These two statements sound like rhetorical opposites, but in fact both are true.

(Says me. I can’t prove this, but I bet that taking everything into consideration, divisions between men & women are greater than those between liberals & conservatives, blacks & non-blacks, tall & short, sick & well, D&D players and people who get laid, etc.)

Let me show how both statements can logically live together harmoniously.

Just like how most men are slower than female Olympians, but at the same time the average man is faster than the average woman.

NB: Not real data.

Thanks to Stats in the Wild, here’s some real data on the ages of Olympians that makes the point:

### Measurement

Even when differences are statistically significant enough to draw conclusions (such as: “boys sprint faster than girls”), the magnitude may be really small so that the difference, while indisputable, is also unimportant. (“Statistical significance” is a confusing term in this respect.)
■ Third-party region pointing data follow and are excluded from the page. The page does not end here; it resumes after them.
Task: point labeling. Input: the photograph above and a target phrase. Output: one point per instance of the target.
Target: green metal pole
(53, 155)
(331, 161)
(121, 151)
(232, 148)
Consider that there are many ways you could measure differences among people. Here are some that come up frequently in the gender wars:

• height, weight, curvature, angle of femur
• IQ, SAT scores, reading tests
• speed, throwing distance, fine motor skills
• communication skills, emotional intelligence
• went to college, profession is engineer
• finding things in the refrigerator, ability to focus, ability to multitask

There are many ways to measure each of these. For example, does "speed" mean in the 100m dash, 200m dash, marathon, trail running, bike race, or triathlon? While the answers wouldn’t be independent, they wouldn’t be one-to-one either.

### A billion points in a million-dimensional space

Now you are faced with 6.7 billion points in an N-dimensional space, where N is the number of things you could measure. Let’s say like a billion points in a million-dimensional space. (Some dimensions may be collinear.)

On the one hand, there are always lots of pink and blue dots mixing in with each other (e.g. men who sew better than most women)‒and directly from Ivy’s point, the distance among pinks (variation among men) is greater than the distance from the pink centroid to the blue centroid (variation between men and women).

At the same time, though, if you had to choose just one factor by which to color these dots and get maximal classification power, it would have to be gender.

In other words, gender differences may generate a maximally separating hyperplane, but Euclidean distances between differently-gendered points are often small, and Euclidean distances between same-gendered points are often large.